La sua esistenza si chiude con l’incontro ideale dei suoi mondi, ossia i libri ed i giovani studenti: nell’ultimo atto della sua vita si perfeziona la triangolazione tra Stoner, l’amore per la conoscenza e il volto speranzoso degli studenti.

La testa si voltò. Il comodino era carico di libri che non toccava da tempo. Vi lasciò scorrere la mano per un istante e si stupì della sottigliezza delle dita, dell’intricata articolazione delle giunture mentre le fletteva. Sentì la forza dentro di loro e lasciò che prendessero un libro dal mucchietto sul comodino. Era il suo libro che cercava, e quando la sua mano lo prese, sorrise vedendo la copertina rossa tanto familiare ormai sbiadita e consumata dal tempo.

Williams consegna al lettore una storia maledettamente drammatica e sconvolgente. Ma il dramma non si consuma nel più classico spargimento di sangue: esplora le profondità dell’animo umano e la pesantezza dell’essere se stessi.

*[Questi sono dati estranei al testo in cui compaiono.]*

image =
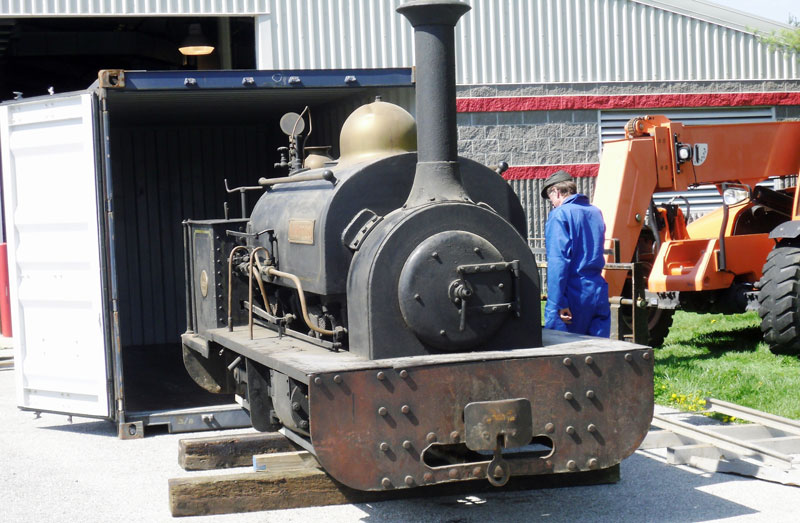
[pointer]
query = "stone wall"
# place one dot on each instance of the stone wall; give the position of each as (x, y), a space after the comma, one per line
(529, 140)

Meditando sulle vicende che strutturano la storia di Stoner il lettore si immerge in una riflessione amara e struggente: in ognuno di noi alberga un frammento di Stoner, le sue fragilità e la sua incapacità a stringere e a dominare la sua vita rappresentano in pieno le nostre piccole e quotidiane frustrazioni. Ognuno di noi, prima o poi, si ritrova ad osservare fuori dalla finestra il vuoto della propria esistenza, con ciò assaporando l’amaro delle delusioni e dei personali fallimenti. Il lettore non riesce a condannare Stoner perché non riesce a guardare in faccia la propria inettitudine e debolezza. Un romanzo in cui si affronta il tormentato problema della conoscenza di se stessi a cui nessuno di noi vuole dare una chiara risposta accontentandosi della rassicurante superficialità che ci domina.